Foto: Reprodução/Blogs O Globo
Os ministros do Tribunal Superior Eleitoral (TSE) devem decidir nesta quarta-feira (7), se autorizam o uso de informações de delatores da Operação Lava Jato durante o julgamento da chapa Dilma-Temer.
Nesta terça, primeiro dia do julgamento, os advogados de defesa da ex-presidente Dilma Rousseff (PT) e do presidente Michel Temer (PMDB) pediram que o conteúdo das deleções não fosse considerado. Contudo, o pedido foi contestado pelo ministro Herman Benjamin, relato do processo.
O julgamento foi retomado na manhã desta quarta. A expectativa do advogado de Temer, Gustavo Guedes, é que o aproveitamento ou não das delações deve ser o tema mais polêmico de hoje.
O advogado de Dilma, Flávio Caetano, defendeu que as informações obtidas nas delações da Odebrecht e do publicitário da campanha do PT em 2014, João Santana e sua mulher, Mônica Moura, não faziam parte das acusações originais, portanto não deveriam ser consideradas pelos ministros.
Durante depoimento, João Santana e Mônica Moura disseram que Dilma tinha conhecimento do pagamento de caixa 2 para sua campanha. O vice-procurador geral eleitoral Nicolao Dino também afirmou que a campanha da Dilma e Temer recebeu cerca de R$ 150 milhões em caixa 2 da Odebrecht. Para ele, essa informação deve ser considerada, já que evidencia irregularidades na chapa.

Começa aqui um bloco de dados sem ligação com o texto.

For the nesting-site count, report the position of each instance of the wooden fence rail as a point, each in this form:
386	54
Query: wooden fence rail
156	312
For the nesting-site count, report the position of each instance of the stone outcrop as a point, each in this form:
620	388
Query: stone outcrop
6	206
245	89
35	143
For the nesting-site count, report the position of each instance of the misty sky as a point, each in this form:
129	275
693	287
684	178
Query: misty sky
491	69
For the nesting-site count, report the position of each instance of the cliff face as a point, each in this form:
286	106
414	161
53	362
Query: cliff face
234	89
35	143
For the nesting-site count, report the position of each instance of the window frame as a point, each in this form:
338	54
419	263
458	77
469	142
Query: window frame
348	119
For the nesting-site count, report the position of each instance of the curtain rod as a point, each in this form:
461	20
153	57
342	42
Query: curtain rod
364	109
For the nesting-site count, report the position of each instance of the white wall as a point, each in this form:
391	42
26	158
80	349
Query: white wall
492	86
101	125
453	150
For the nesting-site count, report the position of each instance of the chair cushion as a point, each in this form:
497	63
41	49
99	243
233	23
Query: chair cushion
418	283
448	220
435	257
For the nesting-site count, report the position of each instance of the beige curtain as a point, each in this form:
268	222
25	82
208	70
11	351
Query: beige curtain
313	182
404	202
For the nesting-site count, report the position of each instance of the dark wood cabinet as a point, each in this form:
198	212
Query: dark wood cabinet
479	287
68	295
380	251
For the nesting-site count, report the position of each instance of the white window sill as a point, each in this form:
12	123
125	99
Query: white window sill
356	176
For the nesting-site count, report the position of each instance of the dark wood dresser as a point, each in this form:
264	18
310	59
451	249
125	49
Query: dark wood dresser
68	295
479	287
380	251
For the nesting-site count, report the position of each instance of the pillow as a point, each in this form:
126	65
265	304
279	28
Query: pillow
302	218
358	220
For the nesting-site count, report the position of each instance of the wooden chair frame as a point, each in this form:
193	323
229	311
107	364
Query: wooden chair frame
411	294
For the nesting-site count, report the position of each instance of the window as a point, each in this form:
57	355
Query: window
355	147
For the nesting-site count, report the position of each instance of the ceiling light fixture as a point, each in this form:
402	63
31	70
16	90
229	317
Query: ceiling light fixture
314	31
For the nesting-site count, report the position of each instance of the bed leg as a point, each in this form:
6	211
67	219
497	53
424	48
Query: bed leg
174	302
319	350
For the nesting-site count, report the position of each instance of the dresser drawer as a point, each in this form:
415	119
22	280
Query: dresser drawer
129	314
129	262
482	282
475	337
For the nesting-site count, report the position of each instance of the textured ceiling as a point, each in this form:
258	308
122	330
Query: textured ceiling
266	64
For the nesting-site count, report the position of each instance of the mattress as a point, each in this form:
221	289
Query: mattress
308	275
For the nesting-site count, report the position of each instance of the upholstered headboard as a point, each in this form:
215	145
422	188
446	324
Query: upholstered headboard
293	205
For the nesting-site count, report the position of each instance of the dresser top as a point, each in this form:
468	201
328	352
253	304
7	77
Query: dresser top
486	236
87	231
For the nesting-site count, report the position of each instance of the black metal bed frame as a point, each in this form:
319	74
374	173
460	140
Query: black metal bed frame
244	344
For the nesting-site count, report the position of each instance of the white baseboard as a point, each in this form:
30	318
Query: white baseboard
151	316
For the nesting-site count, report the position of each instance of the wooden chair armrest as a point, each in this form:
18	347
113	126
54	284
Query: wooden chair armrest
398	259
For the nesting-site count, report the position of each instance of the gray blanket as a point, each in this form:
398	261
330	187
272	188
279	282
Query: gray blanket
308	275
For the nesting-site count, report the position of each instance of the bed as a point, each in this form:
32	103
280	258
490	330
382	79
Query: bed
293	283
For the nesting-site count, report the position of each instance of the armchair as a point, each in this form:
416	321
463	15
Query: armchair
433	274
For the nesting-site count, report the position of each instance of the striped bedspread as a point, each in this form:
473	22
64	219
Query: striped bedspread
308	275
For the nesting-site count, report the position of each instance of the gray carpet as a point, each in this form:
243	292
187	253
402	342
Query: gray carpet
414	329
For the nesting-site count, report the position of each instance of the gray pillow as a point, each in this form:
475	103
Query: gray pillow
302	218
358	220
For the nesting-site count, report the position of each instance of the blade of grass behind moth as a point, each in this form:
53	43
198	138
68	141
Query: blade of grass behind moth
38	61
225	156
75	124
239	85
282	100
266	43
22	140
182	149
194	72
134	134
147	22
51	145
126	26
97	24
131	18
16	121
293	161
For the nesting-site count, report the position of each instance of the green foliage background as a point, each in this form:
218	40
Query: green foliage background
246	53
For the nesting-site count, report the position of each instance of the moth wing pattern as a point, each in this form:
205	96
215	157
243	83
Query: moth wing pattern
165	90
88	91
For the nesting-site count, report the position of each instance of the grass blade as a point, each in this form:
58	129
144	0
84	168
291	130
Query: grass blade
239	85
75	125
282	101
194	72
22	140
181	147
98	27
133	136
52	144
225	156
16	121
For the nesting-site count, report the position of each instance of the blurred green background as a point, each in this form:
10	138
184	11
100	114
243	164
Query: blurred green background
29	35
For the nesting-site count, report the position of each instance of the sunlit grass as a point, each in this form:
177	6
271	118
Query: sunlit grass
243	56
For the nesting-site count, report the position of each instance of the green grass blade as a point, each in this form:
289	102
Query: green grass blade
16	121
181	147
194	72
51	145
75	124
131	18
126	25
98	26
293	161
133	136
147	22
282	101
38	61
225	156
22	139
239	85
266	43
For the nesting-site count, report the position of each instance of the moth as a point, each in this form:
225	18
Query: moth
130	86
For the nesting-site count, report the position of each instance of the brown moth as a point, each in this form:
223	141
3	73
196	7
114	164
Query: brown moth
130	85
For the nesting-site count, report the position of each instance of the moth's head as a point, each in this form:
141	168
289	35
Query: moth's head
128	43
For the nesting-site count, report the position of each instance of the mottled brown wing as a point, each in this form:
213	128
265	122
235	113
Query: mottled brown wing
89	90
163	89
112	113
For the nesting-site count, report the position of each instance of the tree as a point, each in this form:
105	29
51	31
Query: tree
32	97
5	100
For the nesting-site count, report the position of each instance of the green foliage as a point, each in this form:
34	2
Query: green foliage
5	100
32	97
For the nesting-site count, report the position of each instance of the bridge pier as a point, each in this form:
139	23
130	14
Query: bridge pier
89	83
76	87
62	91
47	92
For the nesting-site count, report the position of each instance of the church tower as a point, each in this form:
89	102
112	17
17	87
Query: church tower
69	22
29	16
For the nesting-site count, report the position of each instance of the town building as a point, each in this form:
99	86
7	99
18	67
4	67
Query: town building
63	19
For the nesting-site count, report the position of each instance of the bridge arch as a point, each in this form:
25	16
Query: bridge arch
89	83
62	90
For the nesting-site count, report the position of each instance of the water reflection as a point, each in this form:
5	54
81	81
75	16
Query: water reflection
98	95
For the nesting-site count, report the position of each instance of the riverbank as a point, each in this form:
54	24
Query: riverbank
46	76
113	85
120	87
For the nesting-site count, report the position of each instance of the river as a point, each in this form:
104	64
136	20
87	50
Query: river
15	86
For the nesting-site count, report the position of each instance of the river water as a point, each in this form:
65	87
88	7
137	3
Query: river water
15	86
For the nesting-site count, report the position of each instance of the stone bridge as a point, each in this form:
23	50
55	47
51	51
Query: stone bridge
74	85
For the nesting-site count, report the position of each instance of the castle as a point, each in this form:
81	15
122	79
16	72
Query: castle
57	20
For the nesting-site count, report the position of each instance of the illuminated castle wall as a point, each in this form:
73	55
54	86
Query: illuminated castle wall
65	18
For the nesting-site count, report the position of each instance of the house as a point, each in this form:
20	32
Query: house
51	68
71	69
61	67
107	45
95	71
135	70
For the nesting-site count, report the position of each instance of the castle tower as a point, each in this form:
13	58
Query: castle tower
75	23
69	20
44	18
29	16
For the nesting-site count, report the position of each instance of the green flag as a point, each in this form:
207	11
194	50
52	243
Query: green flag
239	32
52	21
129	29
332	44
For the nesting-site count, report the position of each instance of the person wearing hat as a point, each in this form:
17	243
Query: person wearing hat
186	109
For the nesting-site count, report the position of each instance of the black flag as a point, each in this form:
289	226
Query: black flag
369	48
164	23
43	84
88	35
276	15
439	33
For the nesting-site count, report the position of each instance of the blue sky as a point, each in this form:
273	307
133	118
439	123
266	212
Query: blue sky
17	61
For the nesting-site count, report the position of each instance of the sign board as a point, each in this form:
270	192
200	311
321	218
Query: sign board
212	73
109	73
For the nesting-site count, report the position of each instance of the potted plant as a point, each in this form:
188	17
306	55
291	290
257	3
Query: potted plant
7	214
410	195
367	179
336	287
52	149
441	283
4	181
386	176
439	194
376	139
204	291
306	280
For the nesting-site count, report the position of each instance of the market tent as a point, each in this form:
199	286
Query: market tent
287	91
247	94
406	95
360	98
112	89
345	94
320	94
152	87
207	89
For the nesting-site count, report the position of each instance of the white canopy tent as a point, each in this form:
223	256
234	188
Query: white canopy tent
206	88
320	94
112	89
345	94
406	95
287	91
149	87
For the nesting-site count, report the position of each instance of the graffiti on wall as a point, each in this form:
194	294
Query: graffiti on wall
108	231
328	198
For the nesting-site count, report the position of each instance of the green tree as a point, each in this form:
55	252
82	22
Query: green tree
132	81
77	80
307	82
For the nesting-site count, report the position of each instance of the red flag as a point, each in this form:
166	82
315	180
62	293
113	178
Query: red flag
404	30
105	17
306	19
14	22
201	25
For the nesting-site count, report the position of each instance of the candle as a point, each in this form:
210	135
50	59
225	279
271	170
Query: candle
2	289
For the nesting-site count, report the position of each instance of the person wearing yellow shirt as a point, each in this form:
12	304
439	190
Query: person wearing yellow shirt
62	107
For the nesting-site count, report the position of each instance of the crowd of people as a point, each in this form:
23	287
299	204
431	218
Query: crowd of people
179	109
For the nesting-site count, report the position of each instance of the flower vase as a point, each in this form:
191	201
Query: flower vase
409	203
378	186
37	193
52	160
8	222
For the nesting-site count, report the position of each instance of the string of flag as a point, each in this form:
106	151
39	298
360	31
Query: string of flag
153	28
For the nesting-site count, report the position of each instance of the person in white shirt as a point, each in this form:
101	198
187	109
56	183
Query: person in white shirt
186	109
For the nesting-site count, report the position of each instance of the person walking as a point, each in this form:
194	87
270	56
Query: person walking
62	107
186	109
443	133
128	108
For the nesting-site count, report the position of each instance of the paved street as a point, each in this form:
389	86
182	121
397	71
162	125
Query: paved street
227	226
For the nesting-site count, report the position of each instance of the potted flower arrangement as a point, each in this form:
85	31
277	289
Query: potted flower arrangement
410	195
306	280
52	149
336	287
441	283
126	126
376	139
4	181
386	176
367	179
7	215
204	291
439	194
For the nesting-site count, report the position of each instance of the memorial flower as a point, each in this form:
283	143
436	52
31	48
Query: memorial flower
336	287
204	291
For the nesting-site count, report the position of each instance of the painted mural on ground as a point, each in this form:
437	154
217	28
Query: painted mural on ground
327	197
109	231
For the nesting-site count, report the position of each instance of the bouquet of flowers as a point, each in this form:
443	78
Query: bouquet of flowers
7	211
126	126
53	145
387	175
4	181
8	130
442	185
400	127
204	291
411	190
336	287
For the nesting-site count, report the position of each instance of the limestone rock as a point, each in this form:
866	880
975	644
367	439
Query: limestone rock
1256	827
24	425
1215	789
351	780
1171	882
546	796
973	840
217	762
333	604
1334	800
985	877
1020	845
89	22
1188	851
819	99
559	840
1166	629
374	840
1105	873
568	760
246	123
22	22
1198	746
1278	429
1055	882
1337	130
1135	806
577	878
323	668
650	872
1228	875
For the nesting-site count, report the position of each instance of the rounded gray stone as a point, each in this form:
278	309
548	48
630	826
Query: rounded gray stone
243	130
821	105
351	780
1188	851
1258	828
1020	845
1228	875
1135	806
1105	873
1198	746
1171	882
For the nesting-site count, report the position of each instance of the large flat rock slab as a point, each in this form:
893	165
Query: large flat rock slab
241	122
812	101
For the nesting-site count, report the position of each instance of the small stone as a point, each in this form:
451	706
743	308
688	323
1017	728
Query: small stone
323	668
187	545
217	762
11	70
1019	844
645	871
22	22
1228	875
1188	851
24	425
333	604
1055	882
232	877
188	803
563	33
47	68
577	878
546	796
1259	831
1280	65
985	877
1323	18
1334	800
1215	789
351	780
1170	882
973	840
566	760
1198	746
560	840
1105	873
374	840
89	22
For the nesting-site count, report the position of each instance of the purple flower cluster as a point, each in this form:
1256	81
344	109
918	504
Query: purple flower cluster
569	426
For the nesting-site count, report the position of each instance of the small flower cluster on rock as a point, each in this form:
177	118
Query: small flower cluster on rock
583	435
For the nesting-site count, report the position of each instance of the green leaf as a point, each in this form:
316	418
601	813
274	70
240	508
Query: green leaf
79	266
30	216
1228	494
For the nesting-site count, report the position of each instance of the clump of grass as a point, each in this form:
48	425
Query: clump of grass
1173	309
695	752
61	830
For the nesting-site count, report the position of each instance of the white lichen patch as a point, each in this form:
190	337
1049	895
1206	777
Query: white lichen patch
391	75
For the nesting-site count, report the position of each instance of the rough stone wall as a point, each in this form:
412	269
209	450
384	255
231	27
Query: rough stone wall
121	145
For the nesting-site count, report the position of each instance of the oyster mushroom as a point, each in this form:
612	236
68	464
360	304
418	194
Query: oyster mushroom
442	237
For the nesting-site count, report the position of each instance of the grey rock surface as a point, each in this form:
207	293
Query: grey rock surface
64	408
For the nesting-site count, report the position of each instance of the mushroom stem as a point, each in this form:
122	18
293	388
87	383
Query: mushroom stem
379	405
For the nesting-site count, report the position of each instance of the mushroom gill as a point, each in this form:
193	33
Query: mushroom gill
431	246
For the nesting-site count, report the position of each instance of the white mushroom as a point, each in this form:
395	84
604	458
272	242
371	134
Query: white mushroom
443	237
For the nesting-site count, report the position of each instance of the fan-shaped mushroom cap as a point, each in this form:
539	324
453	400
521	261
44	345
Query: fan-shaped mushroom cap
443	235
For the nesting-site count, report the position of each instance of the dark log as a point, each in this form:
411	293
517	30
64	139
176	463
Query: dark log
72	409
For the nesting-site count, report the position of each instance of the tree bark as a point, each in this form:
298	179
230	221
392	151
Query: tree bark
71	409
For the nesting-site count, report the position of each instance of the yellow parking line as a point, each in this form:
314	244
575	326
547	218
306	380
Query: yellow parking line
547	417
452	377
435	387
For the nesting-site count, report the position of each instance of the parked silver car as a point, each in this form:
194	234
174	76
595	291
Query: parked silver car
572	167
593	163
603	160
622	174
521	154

O relator e demais ministros devem começar a divulgar seus votos a partir desta quarta. A defesa de Dilma acredita que o processo deve ser finalizado esta semana, porque os ministros já conhecem a ação e, na avaliação dele, só devem pedir vista – o que interromperia o julgamento – caso haja uma questão nova.
Primeiro dia
Nesta terça (6), Herman Benjamin leu o parecer inicial e os advogados de defesa e acusação fizeram suas sustentações orais. Os ministros também rejeitaram quatro preliminares, sendo que uma deles avaliava a “impossibilidade” de o tribunal julgar a presidente. As demais sustentavam que as ações perderam o objeto após o impeachment de Dilma, que havia um estado de litígio por causa de extinção de outra ação relativa ao caso e a que defendia que a inversão na ordem de testemunhas impediria o julgamento da chapa.
“As pessoas dizem que essa ação demorou muito. Não podemos esquecer que aqui nós temos uma situação bastante singular, que não pode ser comezinha, que é a impugnação de uma chapa presidencial, e um grau de estabilidade ou instabilidade que precisa ser considerado”, disse. Contudo, Herman destacou que as denúncias eram graves.
Gilmar acrescentou ainda que independente do resultado, o julgamento permitiria que a população conhecesse melhor a “realidade” das eleições, de “empresas fantasmas” e outros fatos “gravíssimos”. Ele citou que na época da ditadura militar (1964-1985), o TSE cassava menos que hoje, no período democrático.
Herman contestou: “A ditadura cassava e caça quem defendia a democracia. Hoje, o TSE cassa quem ataca a democracia”. Os dois ainda continuaram o embate, com Gilmar pedindo que eles (os ministros) fossem “cuidadosos”. Herman rebateu, mais uma vez: “Nós temos que ser cuidadosos em tudo, especialmente quando se trata de voto popular”.